MakeInitialPHGDBPipelinePlugin
The config file needed here was written to dockerBaseDir when CreateSmallGenomesPlugin was run. The docker command to run this pipeline is
docker run --name makeDb_container --rm -v /path1/to/dockerBaseDir:/phg/ -t maizegenetics/phg \
/tassel-5-standalone/run_pipeline.pl -debug -Xmx1G -configParameters /phg/configSQLiteDocker.txt \
-MakeInitialPHGDBPipelinePlugin -endPlugin > /path2/to/makedb_log.txt
Replace "/path/to" with the path that is correct for your computer. The path to the log file is on your computer and outside of docker. "maizegenetics/phg" is the name of the docker image. If the plugin ran correctly, "phgSmallSeq.db" will have been created in dockerBaseDir. Also, you should look at the log file to make sure there are no error messages.

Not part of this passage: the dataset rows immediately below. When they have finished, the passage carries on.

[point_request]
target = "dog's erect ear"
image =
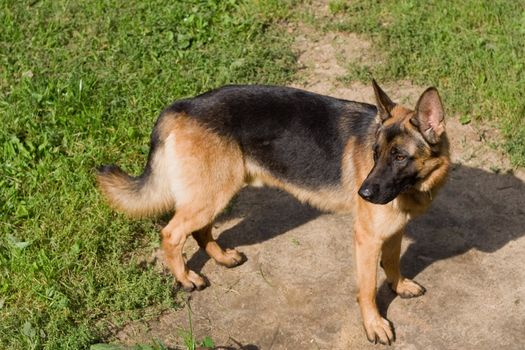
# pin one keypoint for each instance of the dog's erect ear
(430, 116)
(384, 103)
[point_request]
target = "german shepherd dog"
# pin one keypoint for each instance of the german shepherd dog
(384, 163)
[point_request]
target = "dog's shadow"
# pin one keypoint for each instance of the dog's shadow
(476, 209)
(267, 213)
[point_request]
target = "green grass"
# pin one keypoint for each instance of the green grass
(473, 51)
(81, 83)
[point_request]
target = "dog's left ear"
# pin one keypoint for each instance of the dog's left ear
(384, 103)
(430, 116)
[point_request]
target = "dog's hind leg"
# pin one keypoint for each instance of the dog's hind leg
(228, 257)
(174, 235)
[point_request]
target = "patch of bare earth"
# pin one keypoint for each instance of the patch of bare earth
(297, 289)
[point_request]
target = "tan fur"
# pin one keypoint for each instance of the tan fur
(379, 228)
(196, 172)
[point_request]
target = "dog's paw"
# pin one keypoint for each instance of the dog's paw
(192, 281)
(407, 288)
(379, 330)
(231, 258)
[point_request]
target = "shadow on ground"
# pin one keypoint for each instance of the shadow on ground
(475, 210)
(275, 213)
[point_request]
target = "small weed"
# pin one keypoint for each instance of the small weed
(472, 51)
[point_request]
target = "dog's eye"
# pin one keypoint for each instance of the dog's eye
(400, 157)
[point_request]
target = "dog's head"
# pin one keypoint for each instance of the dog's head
(410, 150)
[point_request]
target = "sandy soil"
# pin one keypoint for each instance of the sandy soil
(297, 288)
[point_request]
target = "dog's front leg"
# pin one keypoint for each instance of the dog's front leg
(401, 285)
(367, 251)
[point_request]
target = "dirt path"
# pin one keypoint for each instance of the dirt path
(297, 289)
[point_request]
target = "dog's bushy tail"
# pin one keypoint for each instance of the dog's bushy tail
(145, 195)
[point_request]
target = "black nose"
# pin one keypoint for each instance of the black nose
(365, 192)
(369, 191)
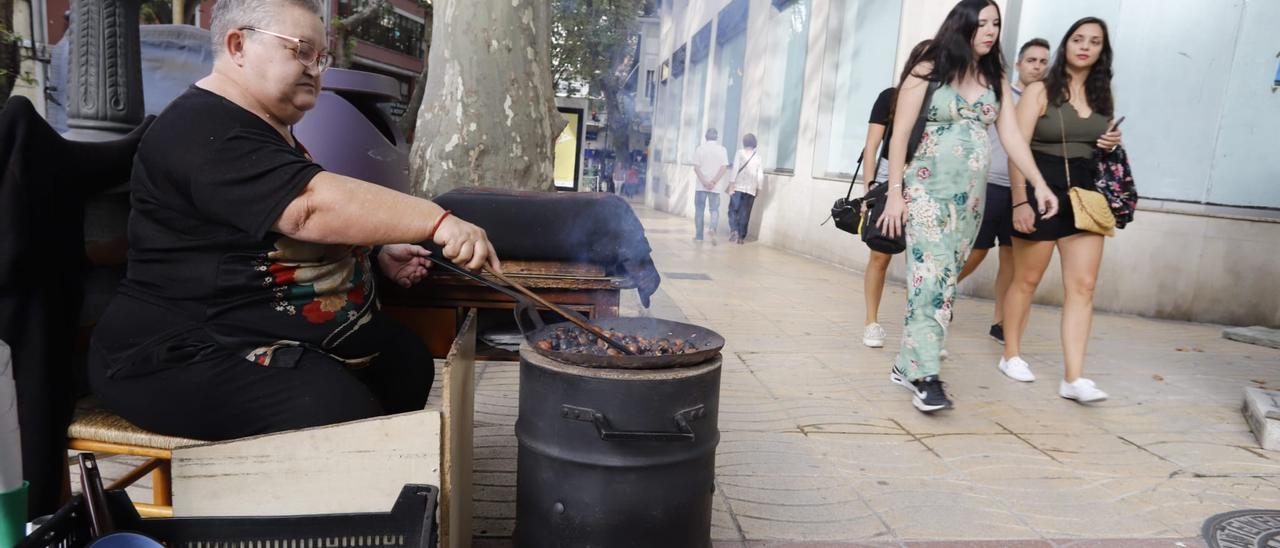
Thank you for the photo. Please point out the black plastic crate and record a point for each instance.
(410, 524)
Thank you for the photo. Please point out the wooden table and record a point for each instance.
(435, 307)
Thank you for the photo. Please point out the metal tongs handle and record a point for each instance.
(522, 296)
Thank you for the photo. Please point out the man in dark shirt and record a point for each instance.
(251, 302)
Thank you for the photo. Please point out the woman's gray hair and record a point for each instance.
(233, 14)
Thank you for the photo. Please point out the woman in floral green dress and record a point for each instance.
(946, 181)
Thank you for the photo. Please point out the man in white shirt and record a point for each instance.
(711, 163)
(997, 219)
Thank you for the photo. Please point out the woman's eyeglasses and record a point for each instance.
(307, 54)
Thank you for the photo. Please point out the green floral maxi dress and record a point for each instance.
(946, 185)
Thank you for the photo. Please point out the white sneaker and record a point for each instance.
(1082, 391)
(1016, 369)
(873, 336)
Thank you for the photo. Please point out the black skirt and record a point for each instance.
(1055, 174)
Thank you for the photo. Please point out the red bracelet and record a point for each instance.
(437, 227)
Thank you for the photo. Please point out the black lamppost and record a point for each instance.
(105, 99)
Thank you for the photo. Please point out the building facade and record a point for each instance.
(392, 44)
(1203, 120)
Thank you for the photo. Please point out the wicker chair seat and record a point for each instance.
(97, 424)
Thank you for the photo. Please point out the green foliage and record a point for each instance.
(592, 40)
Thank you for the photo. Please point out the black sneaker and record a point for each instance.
(899, 378)
(929, 394)
(997, 332)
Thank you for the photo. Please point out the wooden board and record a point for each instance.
(353, 466)
(460, 400)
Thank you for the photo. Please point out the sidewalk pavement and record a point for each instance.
(819, 450)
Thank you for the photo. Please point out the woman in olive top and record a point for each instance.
(1066, 117)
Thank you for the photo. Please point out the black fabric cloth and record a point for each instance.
(997, 219)
(218, 394)
(581, 227)
(881, 114)
(209, 283)
(1055, 174)
(740, 213)
(209, 182)
(42, 192)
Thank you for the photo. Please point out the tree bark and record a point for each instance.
(343, 28)
(488, 114)
(10, 59)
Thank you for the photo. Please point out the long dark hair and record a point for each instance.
(1097, 85)
(951, 50)
(912, 60)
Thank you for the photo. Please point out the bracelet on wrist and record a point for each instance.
(437, 225)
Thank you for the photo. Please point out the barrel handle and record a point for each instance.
(607, 433)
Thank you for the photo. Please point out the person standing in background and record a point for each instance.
(1066, 117)
(711, 161)
(997, 218)
(880, 129)
(935, 199)
(745, 182)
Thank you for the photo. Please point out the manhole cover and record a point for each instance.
(688, 275)
(1243, 529)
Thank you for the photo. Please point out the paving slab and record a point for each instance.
(1256, 334)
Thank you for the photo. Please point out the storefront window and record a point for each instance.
(726, 95)
(784, 82)
(695, 95)
(859, 32)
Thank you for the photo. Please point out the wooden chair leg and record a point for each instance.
(161, 484)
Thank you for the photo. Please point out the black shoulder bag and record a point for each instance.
(877, 197)
(848, 213)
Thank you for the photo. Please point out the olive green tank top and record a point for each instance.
(1082, 133)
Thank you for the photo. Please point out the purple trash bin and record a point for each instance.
(351, 132)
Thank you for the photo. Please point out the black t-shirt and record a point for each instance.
(881, 114)
(209, 182)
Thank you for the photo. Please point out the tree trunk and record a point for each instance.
(10, 59)
(489, 109)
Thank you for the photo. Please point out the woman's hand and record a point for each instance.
(894, 218)
(1110, 140)
(1024, 218)
(1046, 201)
(466, 245)
(403, 263)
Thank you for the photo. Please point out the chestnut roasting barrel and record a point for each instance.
(616, 457)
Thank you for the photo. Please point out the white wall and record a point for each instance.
(1194, 83)
(1169, 265)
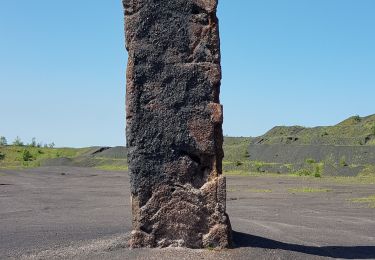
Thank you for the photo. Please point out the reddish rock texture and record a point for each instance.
(174, 124)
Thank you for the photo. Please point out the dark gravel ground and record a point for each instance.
(82, 213)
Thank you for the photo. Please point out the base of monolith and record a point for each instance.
(183, 216)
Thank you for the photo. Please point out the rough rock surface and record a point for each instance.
(174, 124)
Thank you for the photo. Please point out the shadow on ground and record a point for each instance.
(344, 252)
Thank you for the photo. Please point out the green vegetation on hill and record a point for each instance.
(352, 131)
(236, 154)
(26, 156)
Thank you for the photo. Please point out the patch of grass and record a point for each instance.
(370, 201)
(308, 190)
(310, 161)
(21, 157)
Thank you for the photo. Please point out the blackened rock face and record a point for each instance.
(174, 124)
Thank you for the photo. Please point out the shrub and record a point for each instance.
(310, 161)
(304, 172)
(357, 118)
(3, 141)
(33, 142)
(238, 163)
(26, 156)
(18, 142)
(343, 162)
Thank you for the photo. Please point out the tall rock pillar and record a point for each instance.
(174, 124)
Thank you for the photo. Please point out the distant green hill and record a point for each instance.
(352, 131)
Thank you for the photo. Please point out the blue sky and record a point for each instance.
(290, 62)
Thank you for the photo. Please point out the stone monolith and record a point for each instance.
(174, 124)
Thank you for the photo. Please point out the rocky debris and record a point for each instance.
(174, 124)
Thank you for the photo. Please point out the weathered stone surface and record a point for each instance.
(174, 124)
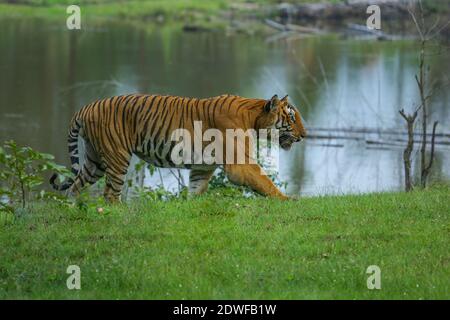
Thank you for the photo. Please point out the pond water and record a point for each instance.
(47, 73)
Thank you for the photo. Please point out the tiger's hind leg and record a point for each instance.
(91, 171)
(116, 171)
(198, 180)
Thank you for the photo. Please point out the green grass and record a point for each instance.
(216, 247)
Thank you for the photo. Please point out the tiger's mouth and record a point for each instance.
(287, 140)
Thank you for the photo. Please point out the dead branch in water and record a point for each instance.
(410, 119)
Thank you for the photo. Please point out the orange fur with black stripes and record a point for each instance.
(116, 128)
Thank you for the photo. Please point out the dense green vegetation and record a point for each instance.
(189, 10)
(216, 246)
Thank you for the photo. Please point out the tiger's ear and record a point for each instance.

PopulatePHGDBPipelinePlugin
The docker command to run this pipeline, after replacing both instances of "/path/to", is
docker run --name populateDb_container --rm -v /path/to/dockerBaseDir:/phg/ \
-t maizegenetics/phg /tassel-5-standalone/run_pipeline.pl -debug -Xmx1G \
-configParameters /phg/configSQLiteDocker.txt -PopulatePHGDBPipelinePlugin -endPlugin \
> /path/to/populatedb_log.txt
This step may take several minutes. It is aligning fastq files to reference and extracting WGS based haplotypes using the script CreateHaplotypesFromFastq.groovy. It will populate the database with haplotypes and write some files to folders in dockerBaseDir in the process. As usual, check the log file to make sure there were no errors and that the plugin ran as expected.
ImputePipelinePlugin
The config file needed for this step is imputeConfig.txt. You will need to put a copy of that in dockerBaseDir. The docker command to run this pipeline, after replacing both instances of "/path/to" and copying the config file to baseDockerDir, is
docker run --name impute_container --rm -v /path/to/dockerBaseDir:/phg/ -t maizegenetics/phg \
/tassel-5-standalone/run_pipeline.pl -debug -Xmx1G -configParameters /phg/imputeConfig.txt \
-ImputePipelinePlugin -imputeTarget pathToVCF -endPlugin > /path/to/impute_log.txt
The final result is a vcf file, dockerBaseDir/outputDir/output.vcf.
Examine the data
An excellent way to look at the database contents is to use rPHG.